The CIC convention pledged to adhere to the ideology of the Chinese Communist Party, but adapted to local conditions. The convention called for the establishment of a 'people's government' through revolutionary armed struggle of workers and peasants. The document adopted by the founding convention identified Communist Party of India (Marxist-Leninist) (CPI(ML)) as 'Indian Narodniks'. CIC denounced the Communist Party of India for 'right-wing opportunism', the CPI(M) for 'left-wing opportunism' and CPI(ML) for 'adventurism'. Far Eastern Economic Review described the CIC as, compared to other splinter groups of CPI(M), as 'mellow'.

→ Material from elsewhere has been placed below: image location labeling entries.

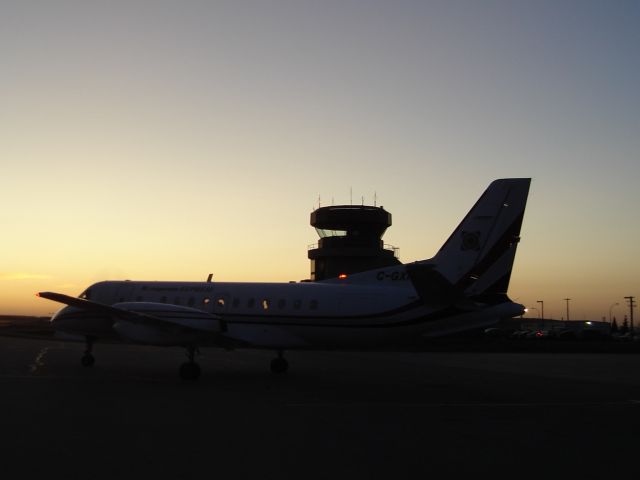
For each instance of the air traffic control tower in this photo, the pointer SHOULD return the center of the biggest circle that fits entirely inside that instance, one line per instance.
(350, 241)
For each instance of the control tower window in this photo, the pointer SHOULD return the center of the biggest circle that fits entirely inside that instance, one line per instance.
(322, 233)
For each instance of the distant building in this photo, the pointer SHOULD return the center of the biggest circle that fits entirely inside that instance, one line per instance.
(350, 241)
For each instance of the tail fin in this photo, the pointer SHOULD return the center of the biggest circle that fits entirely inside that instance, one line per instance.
(478, 256)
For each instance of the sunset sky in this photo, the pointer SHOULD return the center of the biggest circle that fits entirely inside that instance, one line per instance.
(164, 140)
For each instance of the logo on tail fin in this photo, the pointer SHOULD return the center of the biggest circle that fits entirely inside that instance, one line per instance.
(470, 241)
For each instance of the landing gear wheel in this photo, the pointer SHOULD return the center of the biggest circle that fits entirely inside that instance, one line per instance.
(87, 360)
(279, 365)
(189, 371)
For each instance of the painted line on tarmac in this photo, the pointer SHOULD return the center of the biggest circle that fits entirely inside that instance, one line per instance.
(462, 405)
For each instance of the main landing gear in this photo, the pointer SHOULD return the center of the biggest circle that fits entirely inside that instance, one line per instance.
(88, 359)
(190, 370)
(279, 364)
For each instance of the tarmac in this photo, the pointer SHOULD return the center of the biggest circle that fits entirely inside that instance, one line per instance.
(333, 415)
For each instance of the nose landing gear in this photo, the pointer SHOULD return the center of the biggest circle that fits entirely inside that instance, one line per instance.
(88, 359)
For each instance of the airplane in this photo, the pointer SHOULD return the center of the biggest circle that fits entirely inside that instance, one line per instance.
(463, 287)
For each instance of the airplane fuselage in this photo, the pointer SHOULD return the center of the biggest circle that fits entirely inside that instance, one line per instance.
(282, 315)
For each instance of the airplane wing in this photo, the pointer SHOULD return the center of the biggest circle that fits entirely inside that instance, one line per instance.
(148, 322)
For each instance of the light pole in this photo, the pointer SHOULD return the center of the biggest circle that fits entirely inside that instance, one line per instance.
(567, 300)
(612, 305)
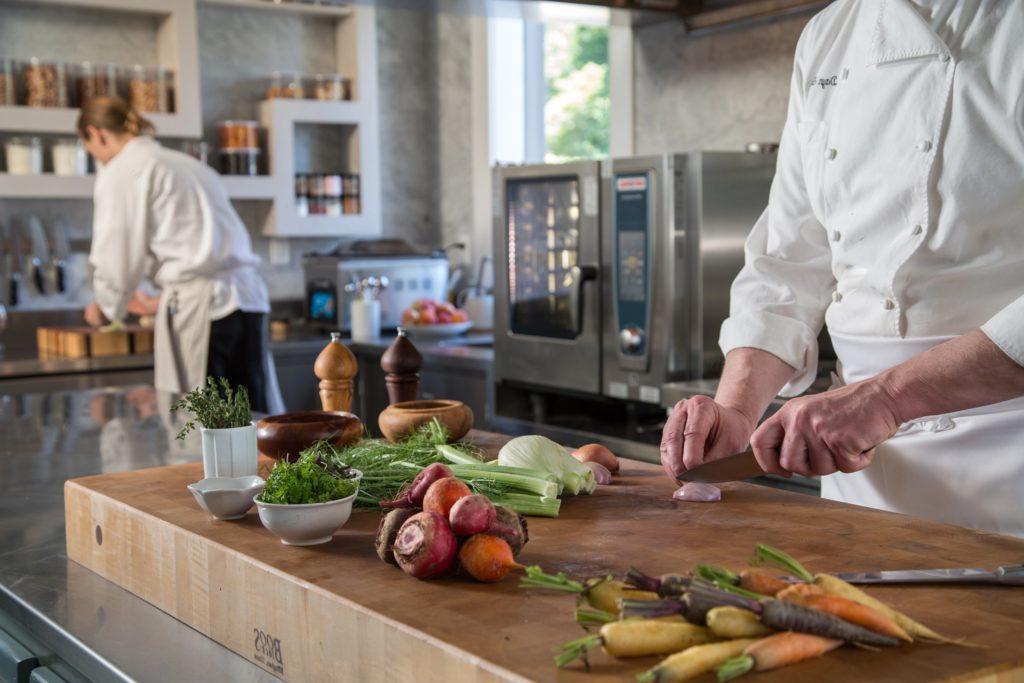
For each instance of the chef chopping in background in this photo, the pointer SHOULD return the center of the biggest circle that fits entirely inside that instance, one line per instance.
(164, 215)
(896, 217)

At the time of its foundation CIC claimed to be in contact with groups outside Kerala, such as the Lenin Banner group in West Bengal, the T. Nagi Reddy group in Andhra Pradesh and the A.K. Roy group in Bihar. However Manoranjan Mohanty noted that later CIC stayed away from participating in the efforts to unify different Maoist groups in India during the latter half of the 1970s.

=== 1975 ban and foundation of the Communist Bolshevik Party ===
CIC was one of ten Maoist groups that were banned by the Central government on 3 July 1975. After the end of the Emergency the Shah Commission noted that one member of the banned CIC was detained. The ban was lifted in March 1977. In May 1978 The Hindu reported that members of CIC had participated in the founding of the a new party, Communist (Bolshevik) Party, in at a conference in Cochin, together with former members of CPI, CPI(M), the Communist Unity Centre and the People's Democratic Front. The main leaders of the Communist Bolshevik Party were K.P.R. Gopalan and A.V. Aryan. In 1979 the publication Bolshevik began to be issued from Thrissur, edited by A.V. Aryan.